He described Jesse as, “This bearded dude in a brown robe was the least judgmental, least cynical person that I have ever hung out with.” It was then that things about the character started to solidify and slide into place. “At that point, having dinner with this guy – this light bulb went off and I totally knew who Paul’s character was going to be,” Peretz said, definitively. “That evening was a really important part of finding out what the story was.”
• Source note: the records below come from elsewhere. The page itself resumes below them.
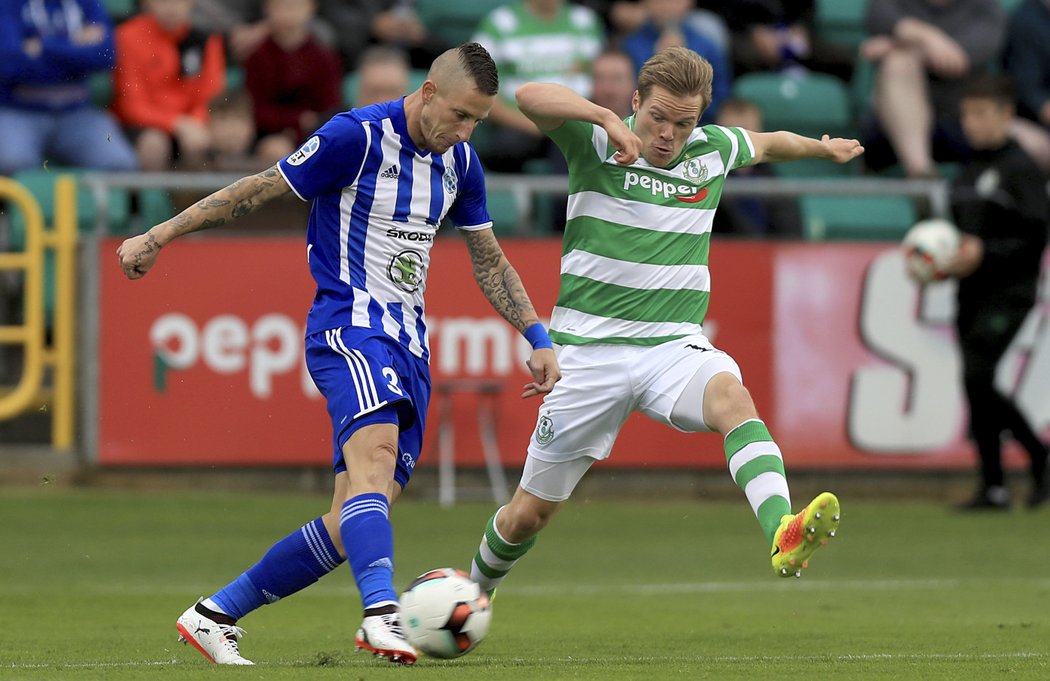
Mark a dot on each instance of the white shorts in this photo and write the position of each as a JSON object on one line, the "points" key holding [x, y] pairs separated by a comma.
{"points": [[602, 384]]}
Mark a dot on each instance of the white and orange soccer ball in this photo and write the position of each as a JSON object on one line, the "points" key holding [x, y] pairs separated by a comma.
{"points": [[929, 246], [444, 613]]}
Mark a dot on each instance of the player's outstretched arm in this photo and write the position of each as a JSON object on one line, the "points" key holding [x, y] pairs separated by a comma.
{"points": [[501, 284], [139, 253], [549, 105], [776, 147]]}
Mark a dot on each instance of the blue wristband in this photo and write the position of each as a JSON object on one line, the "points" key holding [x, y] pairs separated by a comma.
{"points": [[537, 336]]}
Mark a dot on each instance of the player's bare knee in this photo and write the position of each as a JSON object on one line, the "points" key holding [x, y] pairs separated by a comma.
{"points": [[523, 517], [727, 404]]}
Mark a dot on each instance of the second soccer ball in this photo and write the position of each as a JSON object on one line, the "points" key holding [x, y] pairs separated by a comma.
{"points": [[929, 246]]}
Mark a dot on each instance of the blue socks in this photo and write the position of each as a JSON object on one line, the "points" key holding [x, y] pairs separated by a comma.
{"points": [[291, 565], [308, 554], [364, 526]]}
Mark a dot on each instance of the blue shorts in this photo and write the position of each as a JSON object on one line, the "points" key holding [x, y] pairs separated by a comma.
{"points": [[366, 379]]}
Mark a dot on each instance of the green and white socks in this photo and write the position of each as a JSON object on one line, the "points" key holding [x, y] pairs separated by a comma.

Of course the other big part of bringing a character as unique and offbeat as Ned to the big screen was the input of its star, Paul Rudd. “Paul is the perfect guy to bring this character to life,” Peretz said. “It was really important to Paul to never go for a jokey broad stupid thing without having a clear emotional rationale.” The two personalities had a lot in common, at least according to Petetz: “I just think there’s something inherently like Paul in this character, not the naiveté but the general goodness of the character, is really true to who Paul is. We were really trying to make the audience fall in love with this guy.” Anyone who has seen the movie can tell you that this character is really oddly compelling and loving, so Ned wasn't much of a stretch at all.
The Weinsteins picked up the film at Sundance and release it about eight months later, aside from the alteration of the title (from “My Idiot Brother” to “Our Idiot Brother,” which makes a lot of sense, actually), Peretz says it was a pretty idyllic relationship.
“We were really super pleased with what we brought to Sundance and I was over the moon happy to what the response was at Sundance. But there were a couple of things that didn’t turn out the way we wanted,” Peretz explained.
The Weinsteins, in turn, let him correct what he had wanted to do. “There was a script we gave to our producers before we started shooting it, and what the Weinsteins did was gave us an opportunity to go back to that script,” Peretz said. The main crux of the matter was what both he and Harvey Weinstein felt was an overtly convoluted and emotionally leaden finale. For a man who is often portrayed as a bogeyman, tampering with the filmmakers vision, Peretz makes him sound more like a fairy godmother.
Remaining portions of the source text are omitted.